The Libyan, Abu Faraj al-Libbi, is accused of masterminding two assassination attempts a year ago against President Pervez Musharraf, who has been targeted by extremists for his support of the U.S.-led war on terrorism.

The six arrested men, all Pakistanis, include Malik Tehsin, 31, who is said to be a member of two outlawed Sunni Muslim militant groups and an aide to al-Libbi.


Top terror lawyer quits post in protest

LONDON — A senior British lawyer who defended terror suspects in cases involving secret evidence quit in disgust yesterday, just days after judges ruled the government was violating basic rights in its prosecution of some terror suspects.

Ian Macdonald, on a government-appointed team of “special advocates” given access to secret evidence in terrorism cases, said he was resigning because the state’s post-September 11 emergency powers were “an odious blot.”

His resignation came days after judges in the House of Lords, sitting as the country’s highest court, ruled the three-year-old powers assumed by the government violated international law.

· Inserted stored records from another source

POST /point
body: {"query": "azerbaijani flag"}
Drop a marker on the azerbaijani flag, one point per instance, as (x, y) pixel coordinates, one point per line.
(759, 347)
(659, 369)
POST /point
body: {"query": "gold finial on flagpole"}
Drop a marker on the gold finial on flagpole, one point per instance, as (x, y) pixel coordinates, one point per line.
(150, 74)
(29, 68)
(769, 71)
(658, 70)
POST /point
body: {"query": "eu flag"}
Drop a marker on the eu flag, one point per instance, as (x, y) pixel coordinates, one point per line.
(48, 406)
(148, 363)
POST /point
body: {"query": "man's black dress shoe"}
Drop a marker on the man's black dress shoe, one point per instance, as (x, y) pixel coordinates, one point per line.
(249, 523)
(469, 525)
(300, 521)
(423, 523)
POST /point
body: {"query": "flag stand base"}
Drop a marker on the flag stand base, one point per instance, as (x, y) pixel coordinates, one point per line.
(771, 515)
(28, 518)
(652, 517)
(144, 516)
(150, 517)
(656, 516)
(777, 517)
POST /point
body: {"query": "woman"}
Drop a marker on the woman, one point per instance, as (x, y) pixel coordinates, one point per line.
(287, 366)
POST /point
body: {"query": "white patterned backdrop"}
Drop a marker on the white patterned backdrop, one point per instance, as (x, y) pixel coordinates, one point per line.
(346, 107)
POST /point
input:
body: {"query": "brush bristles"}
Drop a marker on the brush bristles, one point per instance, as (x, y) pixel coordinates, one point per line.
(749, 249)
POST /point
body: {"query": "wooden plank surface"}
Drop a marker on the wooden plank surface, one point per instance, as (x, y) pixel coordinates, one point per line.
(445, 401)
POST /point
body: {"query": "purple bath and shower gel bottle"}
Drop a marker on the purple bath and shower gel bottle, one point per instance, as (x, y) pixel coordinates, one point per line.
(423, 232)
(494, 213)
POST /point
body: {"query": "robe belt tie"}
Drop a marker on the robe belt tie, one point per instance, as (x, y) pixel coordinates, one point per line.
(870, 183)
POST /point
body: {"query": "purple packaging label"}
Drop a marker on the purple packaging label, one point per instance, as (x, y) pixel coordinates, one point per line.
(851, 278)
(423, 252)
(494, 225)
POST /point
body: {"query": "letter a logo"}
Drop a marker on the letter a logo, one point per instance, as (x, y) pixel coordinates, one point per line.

Taiwanese gets visa over Beijing’s protests

TOKYO — Japan said yesterday it would proceed with a visa for Lee Teng-hui, former president of the Republic of China (Taiwan), for a sightseeing trip despite angry protests from China.

Relations between Tokyo and Beijing have soured over a string of disputes, including one involving Prime Minister Junichiro Koizumi’s visits to a shrine where war criminals are honored alongside other Japanese war veterans.

Mr. Lee, 81, and his family are expected to arrive in Nagoya in central Japan Monday and visit the area’s hot springs before leaving for home Dec. 31, Japanese press reports said.


Gulf leaders sparover U.S. trade deals

MANAMA — Saudi Arabia called yesterday for Arab Gulf states to speak with one voice, implicitly criticizing countries making trade agreements with the United States. But Bahraini officials said they had no intention of abstaining from such deals.

A dispute over such agreements was expected to dominate the summit meeting of six Arab Gulf nations that began yesterday.

A Gulf official at the summit said the other five states — Bahrain, Kuwait, Oman, Qatar and the United Arab Emirates — would make their own arrangements with Washington whether the Saudis like it or not. The official spoke on the condition of anonymity.